21 Introduction
Chapter Outline
On November 7, 2012, the day after the presidential election, journalists found Mitt Romney’s transition website, detailing the Republican candidate’s plans for the upcoming inauguration celebration and criteria for Cabinet and White House appointees and leaving space for video of his acceptance speech.1 Yet, Romney had lost his bid for the White House. In fact, Romney’s campaign staff had been so sure he would win that he had not written a concession speech. How could they have been wrong? Romney’s staff blamed the campaign’s own polls. Believing Republican voters to be highly motivated, Romney pollsters had overestimated how many would turn out (Figure 6.1).2 The campaign’s polls showed Romney close to President Barack Obama, although non-campaign polls showed Obama ahead.3 On election night, Romney gave his hastily drafted concession speech, still unsure how he had lost.

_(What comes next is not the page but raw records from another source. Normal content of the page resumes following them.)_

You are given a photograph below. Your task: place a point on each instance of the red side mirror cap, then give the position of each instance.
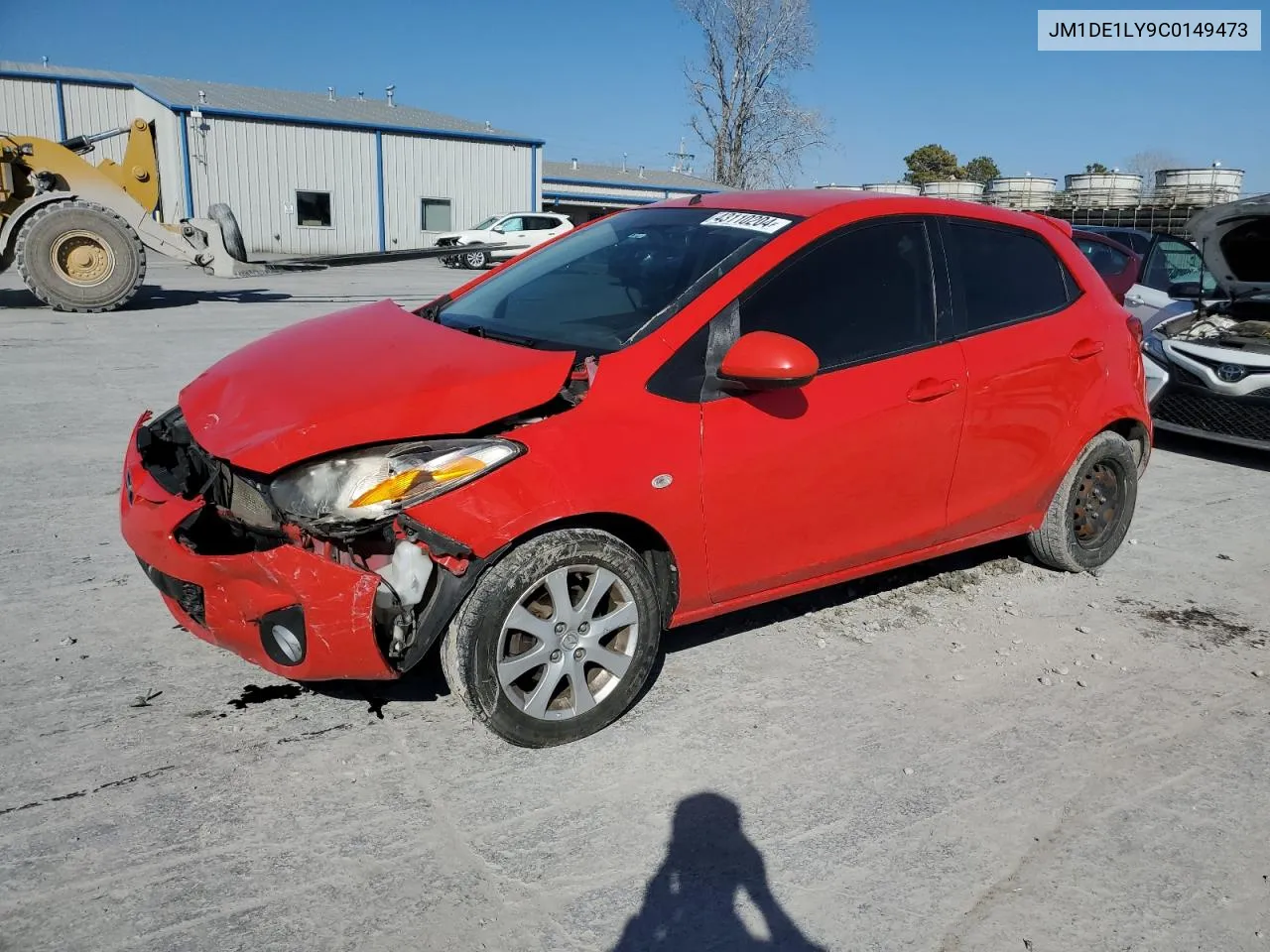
(763, 359)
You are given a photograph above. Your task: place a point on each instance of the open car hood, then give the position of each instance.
(1234, 240)
(375, 373)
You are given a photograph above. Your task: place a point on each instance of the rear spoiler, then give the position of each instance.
(1065, 226)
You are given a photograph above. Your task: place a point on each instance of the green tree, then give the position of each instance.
(931, 163)
(980, 169)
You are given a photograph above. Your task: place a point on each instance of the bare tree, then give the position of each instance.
(746, 113)
(1148, 163)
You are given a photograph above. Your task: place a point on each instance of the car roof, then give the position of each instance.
(1105, 229)
(808, 202)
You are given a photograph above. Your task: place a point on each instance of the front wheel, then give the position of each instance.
(1092, 508)
(557, 640)
(80, 257)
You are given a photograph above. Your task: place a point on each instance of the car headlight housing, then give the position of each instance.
(1153, 345)
(370, 485)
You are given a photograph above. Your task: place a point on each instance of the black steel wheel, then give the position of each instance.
(1092, 509)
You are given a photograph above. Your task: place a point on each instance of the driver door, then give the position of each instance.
(856, 465)
(515, 232)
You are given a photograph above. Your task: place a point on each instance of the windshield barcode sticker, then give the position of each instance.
(765, 223)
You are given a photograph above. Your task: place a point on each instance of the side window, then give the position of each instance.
(1175, 262)
(1105, 259)
(1137, 241)
(313, 209)
(860, 295)
(435, 213)
(1003, 275)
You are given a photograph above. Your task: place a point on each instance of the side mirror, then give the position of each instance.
(765, 361)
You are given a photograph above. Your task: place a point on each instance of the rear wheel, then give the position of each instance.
(80, 257)
(557, 640)
(1092, 509)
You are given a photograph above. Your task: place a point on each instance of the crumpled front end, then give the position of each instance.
(232, 572)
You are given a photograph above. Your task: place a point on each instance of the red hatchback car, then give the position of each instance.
(668, 414)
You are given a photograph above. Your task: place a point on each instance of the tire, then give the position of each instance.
(232, 235)
(79, 257)
(1092, 508)
(535, 703)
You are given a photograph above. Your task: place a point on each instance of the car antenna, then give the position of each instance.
(1199, 298)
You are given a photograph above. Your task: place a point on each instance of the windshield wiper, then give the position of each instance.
(432, 311)
(477, 330)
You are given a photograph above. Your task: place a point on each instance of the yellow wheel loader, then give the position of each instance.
(77, 232)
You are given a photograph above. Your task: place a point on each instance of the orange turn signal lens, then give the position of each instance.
(391, 489)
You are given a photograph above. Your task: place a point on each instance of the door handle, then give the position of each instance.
(1084, 349)
(930, 389)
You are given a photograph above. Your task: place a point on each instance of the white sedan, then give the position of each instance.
(520, 231)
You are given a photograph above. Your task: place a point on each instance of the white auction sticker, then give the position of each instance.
(1109, 31)
(765, 223)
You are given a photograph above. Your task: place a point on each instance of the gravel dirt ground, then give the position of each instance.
(975, 754)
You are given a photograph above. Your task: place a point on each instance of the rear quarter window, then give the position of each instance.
(1002, 275)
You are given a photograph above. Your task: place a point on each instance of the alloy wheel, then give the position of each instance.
(568, 643)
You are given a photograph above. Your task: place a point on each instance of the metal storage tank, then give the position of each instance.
(953, 188)
(1021, 191)
(894, 188)
(1109, 189)
(1210, 185)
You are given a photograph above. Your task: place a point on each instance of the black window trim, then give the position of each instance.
(661, 384)
(960, 318)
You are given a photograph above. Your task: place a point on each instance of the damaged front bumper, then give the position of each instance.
(291, 604)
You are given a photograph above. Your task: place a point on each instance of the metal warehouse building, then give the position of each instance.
(583, 190)
(305, 173)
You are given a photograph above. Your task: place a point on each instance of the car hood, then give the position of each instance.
(1234, 240)
(474, 238)
(371, 375)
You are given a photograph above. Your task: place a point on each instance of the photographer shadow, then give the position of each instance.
(691, 900)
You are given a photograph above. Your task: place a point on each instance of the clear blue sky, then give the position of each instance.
(595, 79)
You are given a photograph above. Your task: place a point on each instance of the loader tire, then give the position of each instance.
(232, 235)
(79, 257)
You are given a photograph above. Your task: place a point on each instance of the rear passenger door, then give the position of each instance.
(515, 232)
(1035, 354)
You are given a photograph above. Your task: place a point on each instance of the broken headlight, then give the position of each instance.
(373, 484)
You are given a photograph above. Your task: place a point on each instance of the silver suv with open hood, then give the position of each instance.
(1207, 363)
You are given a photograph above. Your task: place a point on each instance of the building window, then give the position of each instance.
(313, 209)
(435, 213)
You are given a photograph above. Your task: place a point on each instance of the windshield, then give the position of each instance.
(601, 287)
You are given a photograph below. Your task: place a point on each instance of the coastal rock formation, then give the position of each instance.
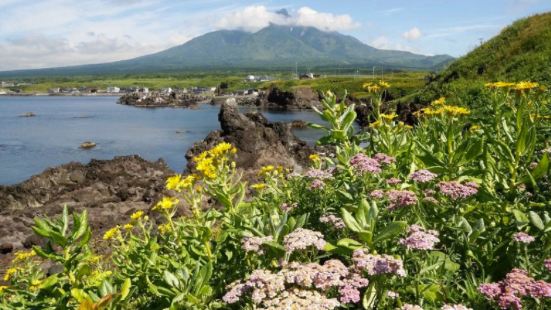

In the 2016 election, most polls showed Democratic nominee Hillary Clinton with an advantage nationwide and in the battleground states in the days leading up to the election. However, Republican nominee Donald Trump was elected president as many new voters joined the process, voters who were not studied in the polls as likely voters. As many a disappointed candidate knows, public opinion matters. The way opinions are formed and the way we measure public opinion also matter. But how much, and why? These are some of the questions we’ll explore in this chapter.